But it has a human cost. Not literally; I mean, the manager doesn't say, "Store's closing, everyone on the funeral pyre." I asked the clerk what he was going to do now, and he said he didn't know.

"Look for a job," he shrugged. "It's kind of a bummer."

It would seem to be the very definition of a bummer. A decision made far away by bean counters — literally, in this case — meant he was out of work. Can't complain to the management — they're way off in Germany, calling the shots from abroad.

Now the clerks here know how Greeks feel.

I'm writing this from the doomed store. There are five customers; can't be more than $14 worth of purchases between us. Everyone is soaking up the free Wi-Fi, which we expect as our birthright. It's like your parents going to the counter at Woolworths and demanding a radio and a typewriter.

The coffee could be brackish mud that made you feel like you swallowed a railroad spike, but hey, free Wi-Fi! So people nurse the swill for two hours — then complain when management asks them to buy another cup while they're downloading a 12GB pirated Blu-ray from some Russian server. Fine. I'll go sit in the parking lot and finish. Greedheads.

So it's not a surprise that they're closing. Between the competition and the table-campers, it's a surprise that they stayed open.
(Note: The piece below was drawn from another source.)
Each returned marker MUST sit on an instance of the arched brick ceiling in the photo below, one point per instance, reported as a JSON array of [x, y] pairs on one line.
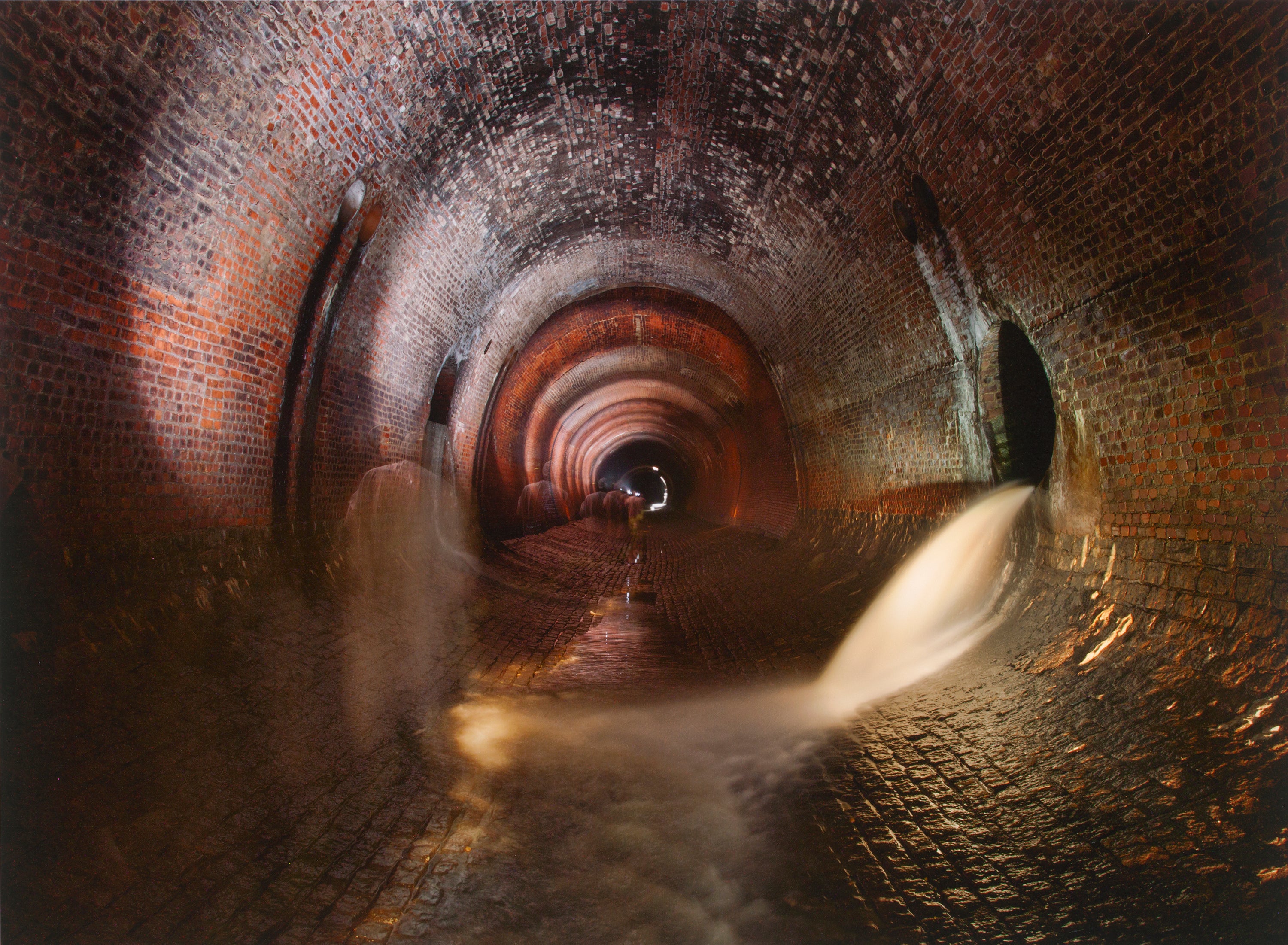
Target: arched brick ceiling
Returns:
[[642, 365], [172, 172]]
Question: How come there's money for the Vikings and maybe Mayo, but not Caribou?

Because it's a private company! you say. They have no claim on the money the state extracts from its citizenry.

Correct. But how about gambling? They want to fund the stadium now with racino — why not combine gambling and coffee into something called Cappucino, to save our shuttered shops? Print "Winner" or "Loser" at the bottom of the cup. You'd see people buying cups just to pour out the coffee and see if they'd won, which is more or less the pulltab experience.

Eventually people would just buy the cup without coffee, which would boost the profit margins.

"I'd like an empty caramel-vanilla Frappuccino cup, please, no Frappuccino."

"Whole milk or skim?"

"Skim, of course. I'm counting calories."

Probably won't happen. So here I am on the last visit, writing from a doomed cafe, watching people come in and say Oh No! about the closing, listening to the clerk accept their sympathies, ignoring the carefully selected mid-tempo inoffensive rock on the speakers, watching a little kid eyeball the sweets in the bakery counter.

I'm enjoying a neighborhood fixture for the last time, sipping one … last … cup of coffee.

Which is now as cold as a German manager's heart.